A 58-page budget: Complete but concise
This is the 54th budget since the country’s independence and the first of this interim government that took over after the fall of Sheikh Hasina and her government on 5 August last year through a mass uprising.

The national budget for FY2025-26 read out today (2 June) is different from the previous one in key focuses and priorities, making a shift from growth- and mega project-focused to a people-centric one, as the finance adviser coined.
The budget speech for FY26 is different in text size as well.
Finance Adviser Salehuddin Ahmed concluded his entire budget projections in 58 pages, way smaller than the 174-page text placed on 6 June last year for the current FY2024-25. If annexures are included, the Bangla speech was 210 pages long.
This is the 54th budget since the country's independence and the first of this interim government that took over after the fall of Sheikh Hasina and her government on 5 August last year through a mass uprising.
Salehuddin's budget speech is concise, telling all about the budget without using unnecessary words, praises, pledges, and jargon, which usually filled dozens of pages in previous years and made budget speeches a boring and tiresome exercise.

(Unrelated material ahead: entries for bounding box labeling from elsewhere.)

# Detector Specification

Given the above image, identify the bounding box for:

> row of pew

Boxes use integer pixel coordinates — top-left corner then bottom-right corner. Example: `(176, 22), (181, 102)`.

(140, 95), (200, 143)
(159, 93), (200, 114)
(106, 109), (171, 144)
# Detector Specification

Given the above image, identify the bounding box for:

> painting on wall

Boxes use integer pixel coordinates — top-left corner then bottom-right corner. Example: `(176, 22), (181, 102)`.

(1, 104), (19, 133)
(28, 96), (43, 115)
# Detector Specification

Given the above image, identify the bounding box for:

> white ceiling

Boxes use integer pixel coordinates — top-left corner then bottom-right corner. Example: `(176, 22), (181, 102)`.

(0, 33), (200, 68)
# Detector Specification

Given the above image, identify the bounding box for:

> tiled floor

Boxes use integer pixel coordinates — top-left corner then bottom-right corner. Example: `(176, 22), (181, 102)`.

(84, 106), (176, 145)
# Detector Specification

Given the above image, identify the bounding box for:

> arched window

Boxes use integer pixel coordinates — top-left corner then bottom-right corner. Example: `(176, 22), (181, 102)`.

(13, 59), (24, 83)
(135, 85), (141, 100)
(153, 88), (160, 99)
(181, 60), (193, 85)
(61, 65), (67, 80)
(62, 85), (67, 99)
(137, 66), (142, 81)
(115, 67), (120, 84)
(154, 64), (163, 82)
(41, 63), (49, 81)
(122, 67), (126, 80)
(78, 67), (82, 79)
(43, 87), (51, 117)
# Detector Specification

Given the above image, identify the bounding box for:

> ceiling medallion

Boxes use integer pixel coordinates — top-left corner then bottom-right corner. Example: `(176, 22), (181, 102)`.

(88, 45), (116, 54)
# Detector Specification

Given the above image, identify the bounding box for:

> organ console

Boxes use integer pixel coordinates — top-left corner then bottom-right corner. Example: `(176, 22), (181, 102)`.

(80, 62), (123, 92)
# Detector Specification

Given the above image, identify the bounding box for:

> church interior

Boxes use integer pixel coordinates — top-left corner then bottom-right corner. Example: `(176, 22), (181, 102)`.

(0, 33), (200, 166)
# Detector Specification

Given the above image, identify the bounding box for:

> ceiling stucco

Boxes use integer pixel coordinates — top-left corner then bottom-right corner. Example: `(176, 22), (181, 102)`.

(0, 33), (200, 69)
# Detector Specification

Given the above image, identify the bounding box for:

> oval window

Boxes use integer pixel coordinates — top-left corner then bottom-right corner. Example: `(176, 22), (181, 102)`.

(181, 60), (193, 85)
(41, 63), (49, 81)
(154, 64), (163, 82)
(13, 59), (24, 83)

The interim government, the adviser said, looks to implement the dream of the July Uprising to build a beautiful, liveable place for the next generation and bring a far-reaching change in people's lives.
"We have tried to craft this budget to achieve that goal," he said in his televised budget speech.
He kept his speech limited to specific policy steps to create jobs, tame inflation, and encourage investment, and tried to make the tax and duty parts of the speech simple and legible.
The post-independence government's Finance Minister Tajuddin Ahmed's budget speech in 1972 is regarded as one of the most precise in Bangladesh.
He had placed the country's first annual outlay of Tk786 crore to rebuild the war-ravaged newborn country.